First, the experiment content

Second, the theoretical preparation

• What is the integral image?

  • FIG integral image I S are the same size of the image thereto, S of each pixel S (u, v) are stored in I (u, v) of all the pixels of the top left corner and the grayscale values. As shown below:
    
  • Integral image can increment calculation, just to be original while scanning.
    

• Specific method of performing fast mean filter based on integrator of FIG.

  • Provided filter template size 2w + 1, the result is filtered image O, then:
    $O(u,v) =\frac{1}{z}[S(u+w,v+w)+S(u-w-1,v-w-1)-S(u+w,v-w-1)-S(u-w-1, v+w)]$
    where $with$ means a number of filtering template pixel i.e. $(2w + 1) ^ 2$.

• Why this has nothing to do filtering efficiency mode and window size? This can be done really mean filter it?

  • First, we look at it illustrated what to do every step:
    
  • Referring to FIG be appreciated that the formula $O(u,v) =\frac{1}{z}[S(u+w,v+w)+S(u-w-1,v-w-1)-S(u+w,v-w-1)-S(u-w-1, v+w)]$ .
    First, S (u + w, v +are all gradation values and green frame, then S (uw-1, vw-of all the grayscale values and the black box. They two together is twice the value of all the gray and green frame in which the black box is added. Then S (u + w, vw-frame and the gray-red, red frame is subtracted from the previous results, since the black box is a left plus twice subtracted once, and then the non-red box black box is part of the lost. Then S (uw-1, v +as a yellow frame portion, the remainder of subtracting a black box, a black box frame portion by subtracting the non-yellow, left after only part of the blue background is just what we filtering template covering part of the pixel value of the sum. Then multiplied by 1 / z is a mean filter.

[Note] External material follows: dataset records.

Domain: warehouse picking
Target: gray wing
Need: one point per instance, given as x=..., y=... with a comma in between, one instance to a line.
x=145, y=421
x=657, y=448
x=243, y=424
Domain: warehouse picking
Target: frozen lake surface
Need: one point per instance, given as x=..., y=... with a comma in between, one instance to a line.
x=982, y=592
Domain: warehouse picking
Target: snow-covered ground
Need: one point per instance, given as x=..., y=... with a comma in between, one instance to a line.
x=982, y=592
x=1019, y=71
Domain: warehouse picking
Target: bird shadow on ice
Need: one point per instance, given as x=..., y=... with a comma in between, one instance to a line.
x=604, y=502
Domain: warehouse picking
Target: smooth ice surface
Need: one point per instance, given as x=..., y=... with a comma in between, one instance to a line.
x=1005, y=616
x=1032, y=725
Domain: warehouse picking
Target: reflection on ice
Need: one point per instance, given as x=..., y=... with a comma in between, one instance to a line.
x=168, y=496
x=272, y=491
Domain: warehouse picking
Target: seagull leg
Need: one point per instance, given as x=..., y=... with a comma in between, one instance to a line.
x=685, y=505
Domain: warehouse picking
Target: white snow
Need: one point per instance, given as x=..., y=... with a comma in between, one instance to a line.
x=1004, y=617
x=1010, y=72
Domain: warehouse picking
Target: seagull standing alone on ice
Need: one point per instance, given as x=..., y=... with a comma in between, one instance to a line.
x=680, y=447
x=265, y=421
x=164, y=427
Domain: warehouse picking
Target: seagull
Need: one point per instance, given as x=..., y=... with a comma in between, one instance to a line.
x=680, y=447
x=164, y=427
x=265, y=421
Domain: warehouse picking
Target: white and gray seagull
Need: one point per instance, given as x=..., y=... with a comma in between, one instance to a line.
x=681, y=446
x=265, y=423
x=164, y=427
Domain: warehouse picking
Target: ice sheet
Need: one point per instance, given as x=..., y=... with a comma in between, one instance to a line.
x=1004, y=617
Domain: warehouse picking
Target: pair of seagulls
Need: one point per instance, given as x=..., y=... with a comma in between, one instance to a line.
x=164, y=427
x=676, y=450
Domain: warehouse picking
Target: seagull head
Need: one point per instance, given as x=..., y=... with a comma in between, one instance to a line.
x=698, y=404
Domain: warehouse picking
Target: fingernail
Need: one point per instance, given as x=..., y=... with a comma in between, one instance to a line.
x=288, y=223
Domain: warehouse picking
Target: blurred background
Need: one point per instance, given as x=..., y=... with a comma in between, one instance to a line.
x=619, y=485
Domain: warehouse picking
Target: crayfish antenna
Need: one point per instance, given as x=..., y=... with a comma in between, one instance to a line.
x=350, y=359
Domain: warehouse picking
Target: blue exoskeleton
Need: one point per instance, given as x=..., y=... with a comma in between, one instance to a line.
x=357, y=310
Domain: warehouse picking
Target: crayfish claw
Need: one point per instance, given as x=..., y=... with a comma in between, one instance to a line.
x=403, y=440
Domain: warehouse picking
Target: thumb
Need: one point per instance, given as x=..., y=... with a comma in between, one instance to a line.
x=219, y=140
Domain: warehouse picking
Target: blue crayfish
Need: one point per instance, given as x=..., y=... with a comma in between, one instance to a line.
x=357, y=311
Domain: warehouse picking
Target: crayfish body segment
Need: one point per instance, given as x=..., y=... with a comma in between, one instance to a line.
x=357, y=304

• When to expand the edge?

  • In calculating the final image from the integrated view of the need to expand over the edge of the image, that when it is appropriate to expand the edge?
  • 有两个地方可以进行边缘拓展，第一个是计算积分图之前对原图像进行边缘拓展，第二个是对积分图进行边缘拓展。
  • 这里为了加速滤波结果和不加速均值滤波结果相同，应该采取对原图像进行边缘拓展。

三、实验环境

• 操作系统及版本：windows10
• 编译软件及版本:vs2017+opencv
• 使用的计算机语言:c++

四、实验过程

• 就是把上面的理论转换成代码。
• 需要考虑下面一些问题：
  1、 计算积分图的时候，下面公式中的v-1会导致数组越界访问，需要特殊处理。
  
  2、进行滤波的时候，下面公式中有减号的项会导致数组越界访问，需要特殊处理。
  
  实现代码：
  基于积分图的快速均值滤波

五、实验结果

• 原图vs滤波后
  

六、实验总结

• 本来这次应该是最简单的实验，但我却把它做成了最复杂的实验，本来可以1小时完成的作业我却花了相当于一天时间，导致这个的原因是忽视数据类型，debug缺乏经验。
• 我写完代码，感觉非常良好，自信满满，觉得可以上交了，运行试下吧，结果如下：
  
  直接不给我任何结果，很纳闷了，然后重新读代码，一遍又一遍，找不出什么问题啊。逻辑全正确，然后回想一下好像什么时候遇到过这种尴尬的场面。原因好像是float强制转int，导致0-1之间的数全0。好了完美，将车祸现场改成如下形式：
  
  好了，这下总可以了吧。运行下：
  
• 我**不干了。。。。。。。。。。冷静冷静我们休息下再看。这一休息就是3天。
• Well, enjoy coding! Finally attack him again, determined to win the enemy camp. So first a small picture directly, the output of each of the intermediate results, and manually verified. Site are as follows: output the edge image gray value, integral image, the image intensity filtered after treatment.
  
  After calculation verified, errors are found in the filtered image, so that part of the code focused look. No problem repeatedly see the logic in the output of each details of the calculation to see where the problem is, eventually found that the above formula was a problem. The reason is that
  
  red line a few places left parenthesis, leading to the calculation error, modify over the task is completed.
• To summarize: details are important, in particular data type resulted in a change of accuracy, this can not be overstated how attentive.